On July 21, I went in from the Lake after lunch and went up to the 56th. I talked with Col. Winans first and then with Major Rippey, who informed me that the Capt. had left about half-hour before – having talked himself out. They had fluroscoped him with Barium meal and found nothing, as expected. It was only then that I had an opportunity to tell them more about the Capt. his actions, etc. Col. Winans agreed with me that the Capt. would very likely return if sent out on another trip, i.e. return to the hospital. Major Rippey was a little doubtful. However, both definitely agreed with my diagnosis.

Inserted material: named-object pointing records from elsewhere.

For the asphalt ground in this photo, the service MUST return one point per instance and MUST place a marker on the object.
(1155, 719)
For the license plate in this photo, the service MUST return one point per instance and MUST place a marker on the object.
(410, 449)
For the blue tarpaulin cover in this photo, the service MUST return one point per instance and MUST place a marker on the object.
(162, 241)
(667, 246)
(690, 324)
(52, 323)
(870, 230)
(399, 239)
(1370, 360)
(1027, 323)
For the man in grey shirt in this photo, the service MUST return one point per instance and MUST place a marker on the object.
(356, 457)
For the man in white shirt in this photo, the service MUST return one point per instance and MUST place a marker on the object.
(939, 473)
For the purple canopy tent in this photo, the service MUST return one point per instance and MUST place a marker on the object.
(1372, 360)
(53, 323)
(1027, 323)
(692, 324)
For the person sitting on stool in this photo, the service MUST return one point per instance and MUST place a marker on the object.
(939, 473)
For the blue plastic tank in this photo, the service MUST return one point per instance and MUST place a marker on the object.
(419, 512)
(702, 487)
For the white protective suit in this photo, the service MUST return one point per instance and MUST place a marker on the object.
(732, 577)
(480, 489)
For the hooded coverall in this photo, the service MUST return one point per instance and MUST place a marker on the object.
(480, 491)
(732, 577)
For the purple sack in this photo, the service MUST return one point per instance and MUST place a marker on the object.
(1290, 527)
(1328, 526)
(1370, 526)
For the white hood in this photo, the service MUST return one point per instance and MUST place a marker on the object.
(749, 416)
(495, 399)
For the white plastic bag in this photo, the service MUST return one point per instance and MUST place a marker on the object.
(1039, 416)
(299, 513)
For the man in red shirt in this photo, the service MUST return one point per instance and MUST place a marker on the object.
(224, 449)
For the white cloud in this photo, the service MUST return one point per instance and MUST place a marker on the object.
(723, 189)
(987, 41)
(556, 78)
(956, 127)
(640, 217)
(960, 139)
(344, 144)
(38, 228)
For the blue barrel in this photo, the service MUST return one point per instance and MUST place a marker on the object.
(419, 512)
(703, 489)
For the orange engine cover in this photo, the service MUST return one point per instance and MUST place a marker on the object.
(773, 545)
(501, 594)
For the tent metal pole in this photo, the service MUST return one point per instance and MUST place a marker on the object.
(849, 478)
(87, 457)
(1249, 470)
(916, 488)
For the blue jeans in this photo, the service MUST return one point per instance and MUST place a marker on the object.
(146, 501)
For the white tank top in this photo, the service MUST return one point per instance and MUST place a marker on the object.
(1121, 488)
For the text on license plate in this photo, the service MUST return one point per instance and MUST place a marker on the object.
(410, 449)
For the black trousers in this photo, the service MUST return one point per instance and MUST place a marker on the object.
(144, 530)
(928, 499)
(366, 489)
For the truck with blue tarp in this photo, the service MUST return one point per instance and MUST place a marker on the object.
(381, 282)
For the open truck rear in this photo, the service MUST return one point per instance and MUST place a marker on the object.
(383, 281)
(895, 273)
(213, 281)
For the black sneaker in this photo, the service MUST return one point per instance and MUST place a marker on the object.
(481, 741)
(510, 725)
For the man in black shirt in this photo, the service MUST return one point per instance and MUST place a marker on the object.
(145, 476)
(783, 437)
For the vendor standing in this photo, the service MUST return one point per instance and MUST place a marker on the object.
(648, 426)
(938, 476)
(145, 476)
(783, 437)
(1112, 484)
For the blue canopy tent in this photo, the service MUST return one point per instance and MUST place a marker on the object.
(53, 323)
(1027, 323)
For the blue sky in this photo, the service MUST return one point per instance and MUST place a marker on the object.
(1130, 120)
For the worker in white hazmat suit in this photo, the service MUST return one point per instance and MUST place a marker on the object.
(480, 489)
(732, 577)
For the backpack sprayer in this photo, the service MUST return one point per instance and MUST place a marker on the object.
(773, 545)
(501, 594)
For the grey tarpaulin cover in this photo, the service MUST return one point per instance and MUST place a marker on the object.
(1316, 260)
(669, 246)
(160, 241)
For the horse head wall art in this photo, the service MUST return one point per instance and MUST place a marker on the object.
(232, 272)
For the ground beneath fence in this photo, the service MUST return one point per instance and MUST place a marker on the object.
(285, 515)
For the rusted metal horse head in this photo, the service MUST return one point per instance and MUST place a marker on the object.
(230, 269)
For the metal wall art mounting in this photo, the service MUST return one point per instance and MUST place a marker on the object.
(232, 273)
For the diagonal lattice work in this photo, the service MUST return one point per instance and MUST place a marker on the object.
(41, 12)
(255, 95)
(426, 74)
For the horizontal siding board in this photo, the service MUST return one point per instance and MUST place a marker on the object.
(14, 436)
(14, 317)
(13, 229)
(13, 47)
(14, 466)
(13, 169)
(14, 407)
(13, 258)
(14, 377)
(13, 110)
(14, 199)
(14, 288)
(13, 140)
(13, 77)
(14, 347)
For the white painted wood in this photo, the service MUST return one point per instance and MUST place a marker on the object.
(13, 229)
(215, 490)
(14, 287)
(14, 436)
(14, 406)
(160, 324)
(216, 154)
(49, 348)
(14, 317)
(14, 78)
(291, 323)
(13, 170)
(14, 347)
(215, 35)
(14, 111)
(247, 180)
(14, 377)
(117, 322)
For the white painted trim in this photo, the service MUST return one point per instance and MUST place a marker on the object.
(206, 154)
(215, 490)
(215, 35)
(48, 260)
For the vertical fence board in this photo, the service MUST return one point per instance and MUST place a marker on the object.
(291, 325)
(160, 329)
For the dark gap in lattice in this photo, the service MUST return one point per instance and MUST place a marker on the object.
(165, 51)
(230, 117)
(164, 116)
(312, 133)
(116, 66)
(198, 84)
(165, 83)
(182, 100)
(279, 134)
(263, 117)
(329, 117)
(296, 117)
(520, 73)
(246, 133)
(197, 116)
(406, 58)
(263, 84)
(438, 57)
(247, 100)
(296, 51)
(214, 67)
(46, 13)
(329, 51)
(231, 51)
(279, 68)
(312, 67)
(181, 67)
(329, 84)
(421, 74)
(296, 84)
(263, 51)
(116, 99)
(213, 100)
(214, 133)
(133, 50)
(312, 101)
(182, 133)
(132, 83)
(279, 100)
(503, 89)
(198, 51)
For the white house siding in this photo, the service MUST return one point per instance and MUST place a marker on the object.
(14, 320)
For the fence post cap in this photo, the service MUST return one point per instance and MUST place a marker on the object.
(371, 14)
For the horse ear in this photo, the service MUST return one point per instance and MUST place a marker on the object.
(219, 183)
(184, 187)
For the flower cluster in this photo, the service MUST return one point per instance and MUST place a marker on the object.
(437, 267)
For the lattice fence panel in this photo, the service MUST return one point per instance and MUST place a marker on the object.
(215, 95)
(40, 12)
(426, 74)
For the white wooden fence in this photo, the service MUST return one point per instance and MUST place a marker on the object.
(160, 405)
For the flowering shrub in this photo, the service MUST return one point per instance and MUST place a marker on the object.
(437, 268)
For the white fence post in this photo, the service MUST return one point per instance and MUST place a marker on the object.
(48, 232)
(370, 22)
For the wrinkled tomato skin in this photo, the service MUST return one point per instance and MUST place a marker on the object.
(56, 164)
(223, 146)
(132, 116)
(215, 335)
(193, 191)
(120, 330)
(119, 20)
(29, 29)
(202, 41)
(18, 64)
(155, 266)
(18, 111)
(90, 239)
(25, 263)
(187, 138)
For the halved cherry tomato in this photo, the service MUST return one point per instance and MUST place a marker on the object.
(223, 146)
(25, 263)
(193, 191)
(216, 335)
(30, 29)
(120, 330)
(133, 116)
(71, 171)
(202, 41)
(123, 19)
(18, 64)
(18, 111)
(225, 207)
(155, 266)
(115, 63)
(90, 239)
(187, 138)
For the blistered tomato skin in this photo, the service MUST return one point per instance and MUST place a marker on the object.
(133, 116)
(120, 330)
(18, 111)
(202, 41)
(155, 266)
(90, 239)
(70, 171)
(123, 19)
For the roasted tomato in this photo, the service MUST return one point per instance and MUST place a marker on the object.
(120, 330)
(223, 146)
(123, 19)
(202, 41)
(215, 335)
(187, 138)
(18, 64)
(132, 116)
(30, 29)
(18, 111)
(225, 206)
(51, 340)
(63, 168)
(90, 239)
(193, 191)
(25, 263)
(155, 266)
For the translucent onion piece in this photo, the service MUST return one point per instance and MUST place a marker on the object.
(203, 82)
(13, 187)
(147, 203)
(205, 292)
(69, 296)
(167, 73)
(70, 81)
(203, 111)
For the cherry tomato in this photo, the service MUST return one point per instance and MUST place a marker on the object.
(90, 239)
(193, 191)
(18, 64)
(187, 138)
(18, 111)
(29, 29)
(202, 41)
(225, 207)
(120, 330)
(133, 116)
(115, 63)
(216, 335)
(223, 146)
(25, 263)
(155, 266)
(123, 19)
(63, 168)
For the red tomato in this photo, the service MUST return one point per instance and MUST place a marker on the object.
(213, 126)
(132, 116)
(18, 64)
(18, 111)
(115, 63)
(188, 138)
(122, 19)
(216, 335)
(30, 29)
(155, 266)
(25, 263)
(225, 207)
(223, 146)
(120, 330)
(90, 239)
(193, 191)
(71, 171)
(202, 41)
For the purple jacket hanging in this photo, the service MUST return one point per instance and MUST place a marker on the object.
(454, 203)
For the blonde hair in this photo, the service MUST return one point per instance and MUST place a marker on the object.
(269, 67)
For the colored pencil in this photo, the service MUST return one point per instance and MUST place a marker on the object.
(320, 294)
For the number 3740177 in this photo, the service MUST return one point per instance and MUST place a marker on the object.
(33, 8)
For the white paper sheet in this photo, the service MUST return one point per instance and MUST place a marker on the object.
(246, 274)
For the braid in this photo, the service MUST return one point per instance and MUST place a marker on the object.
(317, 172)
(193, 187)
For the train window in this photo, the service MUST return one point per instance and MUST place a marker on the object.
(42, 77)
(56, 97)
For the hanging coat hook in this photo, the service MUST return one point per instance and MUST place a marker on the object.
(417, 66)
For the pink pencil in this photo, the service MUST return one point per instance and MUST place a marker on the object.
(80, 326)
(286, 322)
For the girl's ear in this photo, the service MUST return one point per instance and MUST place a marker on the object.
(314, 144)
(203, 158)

On the 22nd, the Captain asked me to go to the 56th and invite Major Rippey and Miss Riggo (his nurse) to bring another one or two officers and some of the nurses for dinner on June 23. While I was at the 56th, I found out that the General was still there, so I went in to see him. He was surrounded by about 4 full Cols. And I don’t remember what else – but I went up and asked him what he had to report – whether we would be relieved or not. He said that his executive officer, some Col., had arranged to contact Admiral Connally to get us off the ships, as he wanted us to rejoin our outfits so that we could shove off from Algiers in no time, if needed. The General was flying that afternoon to Sicily.
That afternoon I returned to the ship and loafed around in the shade – what little there was. That had been pay-day for the ship’s company, so I wasn’t surprised when, later that night, Fuqua handed me $350 to keep for him, to put in the QM Savings when we got back. The dice sure are good business partners for him.
On the 23rd, still no word as to when we were to be relieved. However, saw the flagship and found out that Admiral Connally was back, so, from Lt. Grady, found out that the wheels were grinding and we should know by the next day. I wonder!